PTB

Description

This CD-ROM contains over 1.6 million words of hand-parsed material from the Dow Jones News Service, plus an additional 1 million words tagged for part-of-speech. This material is a subset of the language model corpus for the DARPA CSR large-vocabulary speech recognition project.

It also contains the first fully parsed version of the Brown Corpus, which has also been completely retagged using the Penn Treebank (PTB) tag set. Also included are tagged and parsed data from Department of Energy abstracts, IBM computer manuals, MUC-3 and ATIS.

In addition, the CD-ROM includes source code for programs that were used by the PTB project in creating portions of the data.

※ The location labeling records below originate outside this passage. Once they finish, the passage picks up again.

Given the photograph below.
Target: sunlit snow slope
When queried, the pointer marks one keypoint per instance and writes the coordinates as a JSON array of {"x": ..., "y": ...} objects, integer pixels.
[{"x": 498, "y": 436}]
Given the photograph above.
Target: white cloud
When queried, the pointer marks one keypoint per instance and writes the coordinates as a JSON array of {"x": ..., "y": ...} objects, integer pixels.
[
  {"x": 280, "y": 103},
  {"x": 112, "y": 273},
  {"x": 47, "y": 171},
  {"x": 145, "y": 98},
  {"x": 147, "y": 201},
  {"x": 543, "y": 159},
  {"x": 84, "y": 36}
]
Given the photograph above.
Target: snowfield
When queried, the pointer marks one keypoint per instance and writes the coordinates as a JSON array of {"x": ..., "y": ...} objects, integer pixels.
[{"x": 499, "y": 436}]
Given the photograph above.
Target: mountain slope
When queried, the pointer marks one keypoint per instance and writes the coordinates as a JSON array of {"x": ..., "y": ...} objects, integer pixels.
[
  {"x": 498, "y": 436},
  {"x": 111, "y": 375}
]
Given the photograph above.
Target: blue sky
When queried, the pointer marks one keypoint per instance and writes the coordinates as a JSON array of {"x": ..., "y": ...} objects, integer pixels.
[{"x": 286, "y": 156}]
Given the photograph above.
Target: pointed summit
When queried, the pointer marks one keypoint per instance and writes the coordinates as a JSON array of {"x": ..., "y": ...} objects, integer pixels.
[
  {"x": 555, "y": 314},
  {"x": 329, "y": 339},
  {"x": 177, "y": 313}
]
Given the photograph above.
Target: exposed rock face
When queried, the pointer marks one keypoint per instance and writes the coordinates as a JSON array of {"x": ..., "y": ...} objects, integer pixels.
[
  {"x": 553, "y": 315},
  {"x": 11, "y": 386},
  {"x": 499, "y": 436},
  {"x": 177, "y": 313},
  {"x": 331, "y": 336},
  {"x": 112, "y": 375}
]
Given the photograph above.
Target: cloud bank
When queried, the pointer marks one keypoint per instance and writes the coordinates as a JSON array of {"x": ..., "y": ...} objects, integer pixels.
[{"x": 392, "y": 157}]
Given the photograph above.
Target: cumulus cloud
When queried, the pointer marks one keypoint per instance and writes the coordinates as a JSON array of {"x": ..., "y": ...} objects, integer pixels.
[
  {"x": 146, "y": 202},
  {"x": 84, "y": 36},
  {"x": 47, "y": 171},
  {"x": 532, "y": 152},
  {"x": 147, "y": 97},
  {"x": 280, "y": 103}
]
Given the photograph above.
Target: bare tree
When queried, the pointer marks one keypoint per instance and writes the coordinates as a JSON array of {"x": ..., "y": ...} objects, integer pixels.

Source code is also included for ``tgrep'', a program that permits the user to search for specific constituents in tree structures. All software is provided ``as is''. (We have learned since publication that the tgrep source code provided on the cd-rom is not readily portable, and compiling tgrep requires modification of the source files. The cd-rom does include a pre-compiled program file for tgrep, built for use on Sun sparc systems.)

Release 2

The PTB Project Release 2 CDROM features the new PTB II bracketing style, which is designed to allow the extraction of simple predicate/argument structure. Over one million words of text are provided with this bracketing applied, along with a complete style manual explaining the bracketing and new versions of tools for searching and treating bracketed data. This CDROM also contains all the annotated text material from the earlier Treebank Preliminary Release, including the Brown Corpus. While these materials have not all been converted to the newer bracketing style, they have been cleaned up to remove problems that had appeared in the earlier release.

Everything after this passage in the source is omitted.